# Sram Warranty Policy



## RoadrunnerLXXI (Jun 3, 2012)

3 miles into my ride last Saturday, I heard a crack sound followed by clank, clank, clank. When I look down, I see that my Red RD has broken off the hanger and my chain was twisted up like a pretzel above the chain stay. Lucky for me, I was going about 10 mph and stopped immediately. No damage to my Boyd Carbon wheel except for some light dent spots and a couple of scratches on the paint. 
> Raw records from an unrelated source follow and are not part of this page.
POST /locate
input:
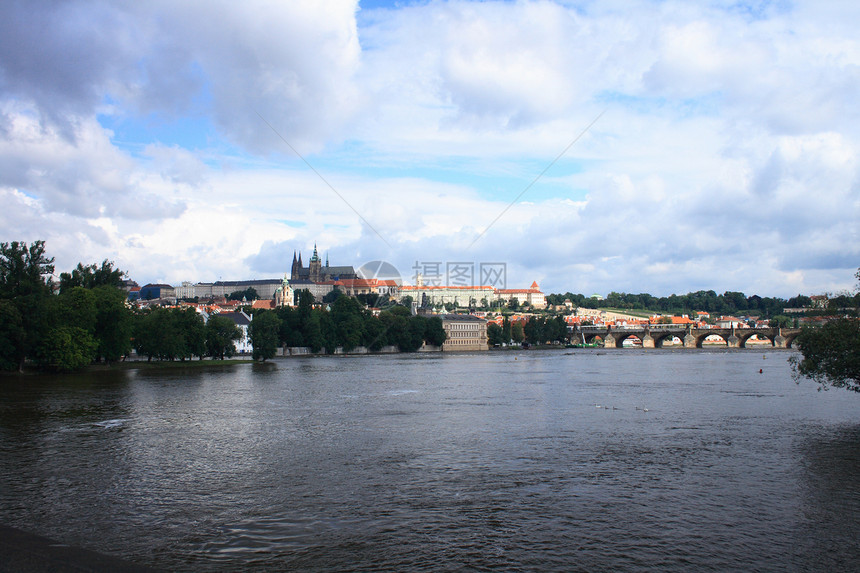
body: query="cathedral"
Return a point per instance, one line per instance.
(316, 272)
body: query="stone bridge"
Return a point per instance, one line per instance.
(655, 335)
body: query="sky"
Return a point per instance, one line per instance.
(592, 146)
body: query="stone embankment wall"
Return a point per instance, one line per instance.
(306, 351)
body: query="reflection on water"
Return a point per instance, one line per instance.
(632, 460)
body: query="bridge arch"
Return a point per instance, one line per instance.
(743, 337)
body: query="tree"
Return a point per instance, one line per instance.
(193, 329)
(113, 323)
(249, 293)
(332, 295)
(435, 331)
(265, 327)
(22, 282)
(66, 348)
(91, 276)
(831, 355)
(221, 333)
(517, 332)
(494, 334)
(11, 335)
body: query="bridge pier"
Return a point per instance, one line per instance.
(647, 340)
(689, 340)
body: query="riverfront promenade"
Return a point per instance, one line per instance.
(654, 336)
(22, 552)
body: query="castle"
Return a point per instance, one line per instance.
(316, 272)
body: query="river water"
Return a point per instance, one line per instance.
(583, 460)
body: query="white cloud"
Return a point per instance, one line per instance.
(726, 159)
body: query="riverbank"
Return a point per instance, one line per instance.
(22, 552)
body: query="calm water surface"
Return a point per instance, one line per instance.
(545, 461)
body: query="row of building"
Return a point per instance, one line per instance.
(320, 279)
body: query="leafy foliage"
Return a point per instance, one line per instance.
(221, 335)
(66, 348)
(265, 327)
(831, 355)
(91, 276)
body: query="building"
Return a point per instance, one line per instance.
(156, 291)
(242, 321)
(463, 296)
(265, 288)
(284, 295)
(531, 296)
(316, 272)
(465, 332)
(382, 287)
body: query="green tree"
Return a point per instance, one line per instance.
(221, 335)
(66, 348)
(506, 330)
(265, 327)
(113, 328)
(495, 334)
(193, 332)
(249, 293)
(830, 355)
(332, 295)
(91, 276)
(23, 272)
(435, 331)
(11, 335)
(517, 332)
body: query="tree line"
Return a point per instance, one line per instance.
(344, 322)
(536, 330)
(708, 301)
(84, 317)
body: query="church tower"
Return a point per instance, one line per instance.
(315, 267)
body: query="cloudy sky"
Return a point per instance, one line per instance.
(635, 146)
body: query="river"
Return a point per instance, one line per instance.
(585, 460)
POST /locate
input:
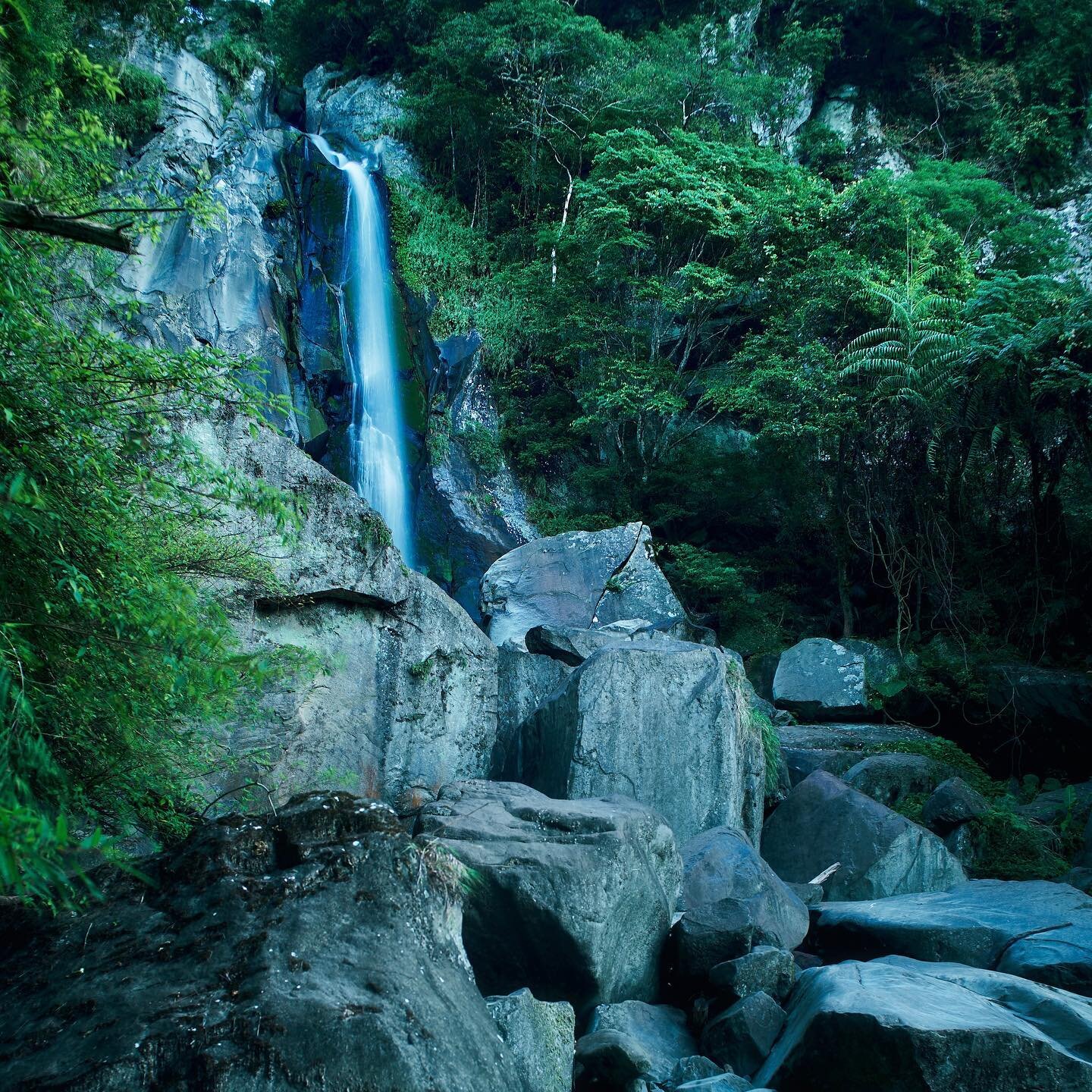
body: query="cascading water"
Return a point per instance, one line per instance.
(377, 460)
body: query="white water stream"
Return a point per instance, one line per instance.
(377, 459)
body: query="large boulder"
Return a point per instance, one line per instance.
(824, 821)
(400, 690)
(722, 864)
(953, 803)
(583, 579)
(315, 946)
(665, 722)
(823, 680)
(742, 1037)
(1032, 928)
(890, 779)
(540, 1037)
(906, 1027)
(573, 899)
(836, 748)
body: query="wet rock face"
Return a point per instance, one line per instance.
(312, 947)
(665, 722)
(223, 284)
(573, 899)
(400, 692)
(540, 1035)
(722, 864)
(908, 1027)
(585, 579)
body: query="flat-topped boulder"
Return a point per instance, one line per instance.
(900, 1025)
(824, 821)
(823, 680)
(722, 864)
(667, 722)
(573, 899)
(583, 579)
(312, 947)
(890, 779)
(401, 687)
(838, 747)
(1031, 928)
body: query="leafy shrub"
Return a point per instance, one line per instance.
(1009, 846)
(113, 650)
(136, 108)
(483, 447)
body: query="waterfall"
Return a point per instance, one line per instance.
(377, 460)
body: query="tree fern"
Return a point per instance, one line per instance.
(918, 354)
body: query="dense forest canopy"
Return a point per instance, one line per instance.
(846, 380)
(669, 288)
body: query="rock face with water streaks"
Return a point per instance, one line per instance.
(315, 947)
(400, 694)
(906, 1027)
(1034, 930)
(225, 284)
(665, 722)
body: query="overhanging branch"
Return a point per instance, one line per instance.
(29, 218)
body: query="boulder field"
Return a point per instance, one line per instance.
(560, 864)
(554, 875)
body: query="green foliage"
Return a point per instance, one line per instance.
(422, 670)
(234, 58)
(114, 649)
(1008, 846)
(483, 446)
(771, 749)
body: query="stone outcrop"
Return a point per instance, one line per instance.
(655, 1037)
(823, 680)
(399, 690)
(741, 1037)
(890, 779)
(839, 747)
(1033, 930)
(665, 722)
(899, 1025)
(540, 1035)
(312, 947)
(583, 579)
(223, 283)
(573, 899)
(824, 821)
(953, 803)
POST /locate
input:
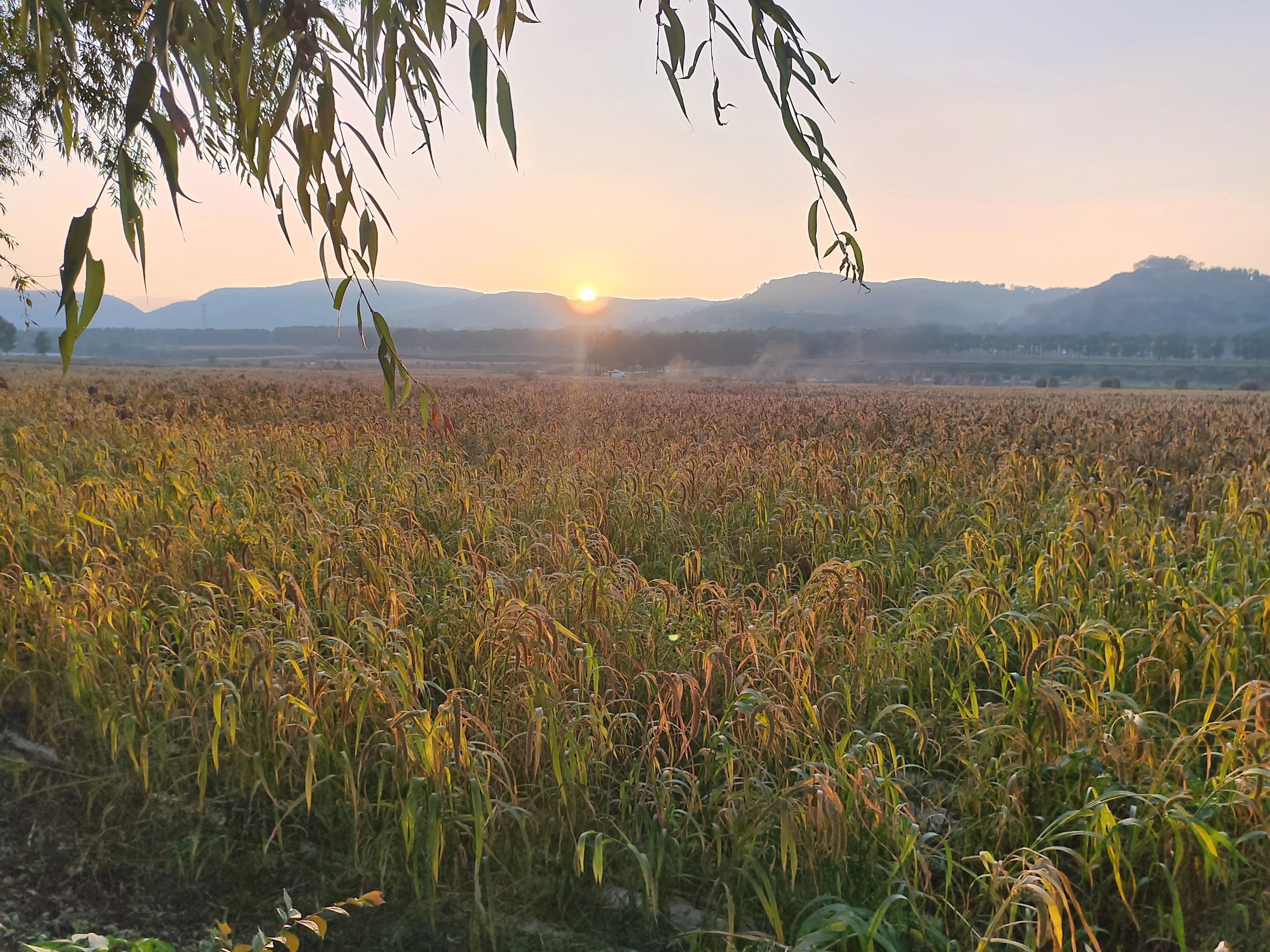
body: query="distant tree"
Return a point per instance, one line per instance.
(279, 90)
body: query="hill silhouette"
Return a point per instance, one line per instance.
(1160, 296)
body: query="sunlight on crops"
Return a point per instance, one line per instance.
(830, 666)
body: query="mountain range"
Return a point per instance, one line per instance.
(1160, 295)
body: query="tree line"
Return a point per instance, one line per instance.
(628, 351)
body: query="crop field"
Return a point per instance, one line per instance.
(733, 667)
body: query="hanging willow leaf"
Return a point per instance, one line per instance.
(140, 93)
(478, 70)
(73, 254)
(94, 286)
(506, 117)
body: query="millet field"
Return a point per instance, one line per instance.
(634, 666)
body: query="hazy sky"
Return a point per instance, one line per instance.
(1020, 143)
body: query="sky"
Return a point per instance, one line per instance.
(1021, 144)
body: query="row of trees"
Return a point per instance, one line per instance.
(733, 348)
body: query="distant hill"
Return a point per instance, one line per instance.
(1160, 296)
(112, 313)
(403, 303)
(822, 301)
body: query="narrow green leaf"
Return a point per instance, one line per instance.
(506, 117)
(140, 93)
(675, 84)
(478, 69)
(339, 292)
(73, 254)
(94, 285)
(164, 137)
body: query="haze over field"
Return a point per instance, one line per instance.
(1027, 144)
(1160, 295)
The RD is a total loss and the cage split in half. I called Sram regarding warranty and they refer me to my LBS or Nashbar where I brought it. I took it to my LBS on Monday and they called me back yesterday saying Sram will honor the warranty in 'Good Will' even though it is out of warranty by a few months. My question is, I brought the RD from Nashbar on August 14, 2014, which is within the 2 year warranty period. Do Sram only go by when the store/LBS made the buy from them and not the date the customer buy from the store/LBS?


----------



## MMsRepBike (Apr 1, 2014)

It's from the date of sale to the consumer, or rather your purchase date. They could just be mistaken, you could be mistaken, maybe it's really 18 months? Either way you found out what most do: Sram warranties almost everything immediately. They will routinely good will warranty items out of warranty even by a few years, they are very solid in that respect.


----------



## RoadrunnerLXXI (Jun 3, 2012)

No, I went on the Sram website to look for the warranty period which said 2 years. Thus prompting me to call them to claim the warranty. They asked me to provide proof of purchase, which I printed it out for the LBS. But the mechanic said it's not necessary when I presented to him.


----------